俳優の成田凌が、Huluのドラマ『あなたに聴かせたい歌があるんだ』(22年5月配信、全8話)に主演することが7日、明らかになった。

  • 成田凌

同作は、小説家・燃え殻氏による書き下ろし作品。同氏が高校時代に体験した出来事をもとにして物語が展開し、同級生男女5人の若者が人生の岐路を迎え、理想と現実に葛藤する日々を瑞々しく描き出した群像劇となる。

成田演じる荻野智史は、27歳の平凡なサラリーマン。東京の大学に進学し役者の道を進むが途中で挫折。就職して2年目の営業マンとなるもモヤモヤを抱えたまま毎日を過ごしている。そんな何気ない日常を不器用ながらに一生懸命生きる27歳の男を、同世代の成田が等身大で体現する。

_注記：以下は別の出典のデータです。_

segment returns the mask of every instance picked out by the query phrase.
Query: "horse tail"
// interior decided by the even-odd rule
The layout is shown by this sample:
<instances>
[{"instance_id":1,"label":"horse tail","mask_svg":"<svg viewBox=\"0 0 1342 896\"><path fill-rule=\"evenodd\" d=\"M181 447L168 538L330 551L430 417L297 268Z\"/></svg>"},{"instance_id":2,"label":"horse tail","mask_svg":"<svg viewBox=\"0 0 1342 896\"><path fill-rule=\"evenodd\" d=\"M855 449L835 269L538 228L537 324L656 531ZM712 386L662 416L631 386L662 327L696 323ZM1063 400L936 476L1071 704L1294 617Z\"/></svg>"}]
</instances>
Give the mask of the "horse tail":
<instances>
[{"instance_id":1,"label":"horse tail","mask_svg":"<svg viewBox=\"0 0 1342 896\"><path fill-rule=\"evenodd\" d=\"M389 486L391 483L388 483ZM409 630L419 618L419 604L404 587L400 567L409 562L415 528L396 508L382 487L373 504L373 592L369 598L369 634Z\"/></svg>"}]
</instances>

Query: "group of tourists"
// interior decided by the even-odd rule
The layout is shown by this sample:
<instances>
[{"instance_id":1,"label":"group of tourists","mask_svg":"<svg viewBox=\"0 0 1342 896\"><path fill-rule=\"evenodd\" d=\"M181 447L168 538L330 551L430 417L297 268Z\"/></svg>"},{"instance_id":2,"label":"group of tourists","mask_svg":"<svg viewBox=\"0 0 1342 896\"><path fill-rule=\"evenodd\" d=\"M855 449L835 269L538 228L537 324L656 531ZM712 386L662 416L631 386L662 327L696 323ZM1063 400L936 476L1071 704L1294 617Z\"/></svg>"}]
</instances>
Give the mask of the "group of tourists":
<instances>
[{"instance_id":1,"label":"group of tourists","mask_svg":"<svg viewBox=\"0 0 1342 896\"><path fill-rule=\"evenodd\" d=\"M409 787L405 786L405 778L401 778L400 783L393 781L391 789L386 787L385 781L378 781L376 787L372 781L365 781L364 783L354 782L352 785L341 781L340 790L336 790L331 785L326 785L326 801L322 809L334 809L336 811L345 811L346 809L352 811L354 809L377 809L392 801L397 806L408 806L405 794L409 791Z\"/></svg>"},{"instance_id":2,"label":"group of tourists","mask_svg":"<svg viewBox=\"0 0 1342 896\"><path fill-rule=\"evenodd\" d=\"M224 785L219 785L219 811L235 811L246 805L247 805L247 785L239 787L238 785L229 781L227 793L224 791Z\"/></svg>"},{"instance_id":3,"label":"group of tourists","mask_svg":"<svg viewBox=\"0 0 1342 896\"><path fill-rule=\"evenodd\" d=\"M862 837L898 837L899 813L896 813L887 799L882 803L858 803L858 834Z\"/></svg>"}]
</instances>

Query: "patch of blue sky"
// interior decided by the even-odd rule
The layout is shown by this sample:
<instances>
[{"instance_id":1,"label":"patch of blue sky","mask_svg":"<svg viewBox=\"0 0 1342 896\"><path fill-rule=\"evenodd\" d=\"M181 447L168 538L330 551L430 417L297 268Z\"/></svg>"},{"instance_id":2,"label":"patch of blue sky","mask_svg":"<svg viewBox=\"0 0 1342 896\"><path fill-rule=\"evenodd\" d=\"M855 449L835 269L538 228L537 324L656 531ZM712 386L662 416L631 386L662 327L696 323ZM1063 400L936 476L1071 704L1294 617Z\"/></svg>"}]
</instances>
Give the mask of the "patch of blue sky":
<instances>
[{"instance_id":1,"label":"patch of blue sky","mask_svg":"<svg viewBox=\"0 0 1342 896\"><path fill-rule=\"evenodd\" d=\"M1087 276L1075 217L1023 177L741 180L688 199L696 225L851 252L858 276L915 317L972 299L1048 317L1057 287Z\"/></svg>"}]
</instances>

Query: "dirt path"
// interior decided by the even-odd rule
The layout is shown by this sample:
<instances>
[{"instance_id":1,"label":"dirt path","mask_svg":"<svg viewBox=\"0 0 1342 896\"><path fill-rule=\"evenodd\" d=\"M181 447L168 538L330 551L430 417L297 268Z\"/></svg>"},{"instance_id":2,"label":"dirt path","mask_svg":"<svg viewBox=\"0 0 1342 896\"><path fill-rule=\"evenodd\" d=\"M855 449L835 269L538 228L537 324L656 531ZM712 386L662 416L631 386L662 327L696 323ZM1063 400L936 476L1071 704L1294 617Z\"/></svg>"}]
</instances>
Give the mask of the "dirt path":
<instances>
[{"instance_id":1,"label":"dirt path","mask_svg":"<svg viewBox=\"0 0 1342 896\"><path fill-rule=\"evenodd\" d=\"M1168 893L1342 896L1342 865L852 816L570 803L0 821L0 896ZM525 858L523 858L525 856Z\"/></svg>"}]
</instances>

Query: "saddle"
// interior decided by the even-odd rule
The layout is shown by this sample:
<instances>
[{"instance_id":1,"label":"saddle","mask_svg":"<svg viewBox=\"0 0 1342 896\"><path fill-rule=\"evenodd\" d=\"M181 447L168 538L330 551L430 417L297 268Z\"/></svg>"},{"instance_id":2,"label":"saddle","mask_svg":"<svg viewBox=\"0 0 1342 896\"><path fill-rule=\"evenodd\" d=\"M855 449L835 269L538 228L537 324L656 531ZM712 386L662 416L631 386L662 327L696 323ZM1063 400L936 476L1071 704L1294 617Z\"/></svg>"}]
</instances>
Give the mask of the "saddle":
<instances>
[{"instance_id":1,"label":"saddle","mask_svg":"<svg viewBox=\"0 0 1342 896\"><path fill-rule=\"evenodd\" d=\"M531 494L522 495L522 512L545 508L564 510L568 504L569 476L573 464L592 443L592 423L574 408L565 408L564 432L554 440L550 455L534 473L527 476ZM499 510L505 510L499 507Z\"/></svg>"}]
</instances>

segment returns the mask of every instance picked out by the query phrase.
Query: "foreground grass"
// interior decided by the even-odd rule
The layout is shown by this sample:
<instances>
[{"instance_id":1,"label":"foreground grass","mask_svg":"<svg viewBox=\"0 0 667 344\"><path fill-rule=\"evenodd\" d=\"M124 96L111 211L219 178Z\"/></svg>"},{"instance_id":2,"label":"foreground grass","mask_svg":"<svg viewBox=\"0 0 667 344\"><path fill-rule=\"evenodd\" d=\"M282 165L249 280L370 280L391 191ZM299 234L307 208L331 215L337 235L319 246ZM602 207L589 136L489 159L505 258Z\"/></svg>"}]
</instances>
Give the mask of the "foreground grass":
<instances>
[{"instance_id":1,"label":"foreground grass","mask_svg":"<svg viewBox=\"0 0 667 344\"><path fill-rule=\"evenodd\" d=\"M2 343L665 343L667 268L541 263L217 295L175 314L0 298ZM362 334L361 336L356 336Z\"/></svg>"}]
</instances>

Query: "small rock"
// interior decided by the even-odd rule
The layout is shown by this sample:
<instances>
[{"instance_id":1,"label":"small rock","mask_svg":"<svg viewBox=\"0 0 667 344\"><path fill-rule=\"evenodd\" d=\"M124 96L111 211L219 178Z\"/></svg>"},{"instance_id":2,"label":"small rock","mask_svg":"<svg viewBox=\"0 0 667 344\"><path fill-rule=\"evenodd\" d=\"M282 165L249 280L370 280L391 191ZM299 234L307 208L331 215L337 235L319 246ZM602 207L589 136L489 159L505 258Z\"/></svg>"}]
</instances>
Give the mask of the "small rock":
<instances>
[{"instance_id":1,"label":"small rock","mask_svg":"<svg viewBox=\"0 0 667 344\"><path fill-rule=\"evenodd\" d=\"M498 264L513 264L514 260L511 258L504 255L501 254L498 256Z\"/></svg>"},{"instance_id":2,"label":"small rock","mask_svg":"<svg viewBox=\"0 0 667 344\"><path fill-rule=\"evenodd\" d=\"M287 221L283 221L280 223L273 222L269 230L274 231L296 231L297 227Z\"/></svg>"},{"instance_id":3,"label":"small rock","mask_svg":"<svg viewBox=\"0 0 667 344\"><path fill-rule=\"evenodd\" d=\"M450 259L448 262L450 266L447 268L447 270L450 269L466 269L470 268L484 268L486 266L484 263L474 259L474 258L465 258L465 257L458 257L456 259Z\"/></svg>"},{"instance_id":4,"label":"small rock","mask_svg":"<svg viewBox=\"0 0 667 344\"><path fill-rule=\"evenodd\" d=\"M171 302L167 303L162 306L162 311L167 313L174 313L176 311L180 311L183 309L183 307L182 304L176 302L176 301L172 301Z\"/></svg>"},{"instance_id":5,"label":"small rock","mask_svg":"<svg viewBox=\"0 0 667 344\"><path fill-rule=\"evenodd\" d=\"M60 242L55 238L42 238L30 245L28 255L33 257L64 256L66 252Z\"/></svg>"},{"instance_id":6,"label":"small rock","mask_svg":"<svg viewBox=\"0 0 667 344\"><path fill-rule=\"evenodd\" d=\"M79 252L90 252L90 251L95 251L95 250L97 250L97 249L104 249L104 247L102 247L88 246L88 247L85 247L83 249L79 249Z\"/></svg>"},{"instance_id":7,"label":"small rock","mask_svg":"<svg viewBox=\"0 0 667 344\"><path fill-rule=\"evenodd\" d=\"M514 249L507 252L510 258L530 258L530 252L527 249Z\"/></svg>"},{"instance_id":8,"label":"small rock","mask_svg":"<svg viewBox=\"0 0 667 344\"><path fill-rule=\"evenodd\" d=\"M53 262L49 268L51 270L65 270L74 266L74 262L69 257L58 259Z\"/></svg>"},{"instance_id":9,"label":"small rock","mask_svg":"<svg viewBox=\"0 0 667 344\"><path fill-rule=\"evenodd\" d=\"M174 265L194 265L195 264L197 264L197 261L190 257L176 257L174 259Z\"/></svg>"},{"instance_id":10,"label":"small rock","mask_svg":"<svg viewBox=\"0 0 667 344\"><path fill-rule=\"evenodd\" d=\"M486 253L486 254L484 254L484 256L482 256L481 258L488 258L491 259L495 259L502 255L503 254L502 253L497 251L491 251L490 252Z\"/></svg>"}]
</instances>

キーとなる劇中歌には、2000年に発表され世代を超えて熱狂的なファンを持ち続けるキリンジの名曲「エイリアンズ」を起用。なお、、映像化に先駆けて今年9月から、おかざき真里氏による同名マンガが『週刊SPA!』(扶桑社)で連載されている。

コメントは、以下の通り。

■成田凌
荻野は自分での意志で東京に出て、お芝居をして、オーディションを受けて、を繰り返しています。だから自分の意志で今ここにいる荻野は格好いいと思います。
『あなたに聴かせたい歌があるんだ』というタイトルは意志が強いですが、弱い人間たちが考えて決断をして、一生懸命に生きて、でもダメでまた次の決断をして、そんな毎日を過ごす様を描いています。何もない日常であっても必ず何かがあり、その何かが何もないよりは良いのではないかと思える優しい物語です。
希望があり、明日も生きようと思える作品であると確信しています。

■原作・燃え殻氏
このドラマの核になる出来事は、自分が高校時代に起きた本当にあった出来事です。
その話を萩原監督に話したところからすべてが始まりました。
「その出来事に落とし前をつけましょう」と話したのを覚えています。
夢と現実と後悔の三叉路で立ち尽くしているすべての人たちに観ていただきたいです。

■萩原健太郎監督
2017年12月23日。僕が初めて燃え殻さんと会った日だ。「ボクたちはみんな大人になれなかった」を映画化したくてTwitterでDMを送らせていただいたのが始まりだった。だいぶ緊張していたので詳細は朧げだが、その席で何か一緒に作ろうという話になった。事前に「ボクたちは~」の映画化がすでに決まっている事を聞かされて落ち込んでいたから、ただただ嬉しかった。そこからは、燃え殻さんが思いついた物語を送ってくれて、僕がそれに感想を返すというやりとりが何度も続いた。それはとても幸せな時間で、大好きな作家の新作を誰よりも先に読めている事実に興奮したのを覚えている。テーマ、話数、尺など、何も決め事を設けなかった。初めてのやり方だったけど、物語がどこまでも広がっていく豊かさがそこにはあった。あれから4年。たくさんの方の尽力のもと、ようやく20分×8篇の物語として形に出来たことが何より嬉しい。さらにそこに成田凌という今を代表する俳優が加わってくれた。最高過ぎる。本作は、自分の人生の主人公から降りてしまった“27歳”たちの群像劇である。白黒決めつけたがる社会の中で、曖昧な灰色のまま悩み続ける人々の光を切り取った。実体の無い空気に生き方まで支配される息苦しい世の中で、大きく息が吸えますように。8篇の中に1つでも、あなたの心に残り続ける物語があったとしたら、とても喜ばしい。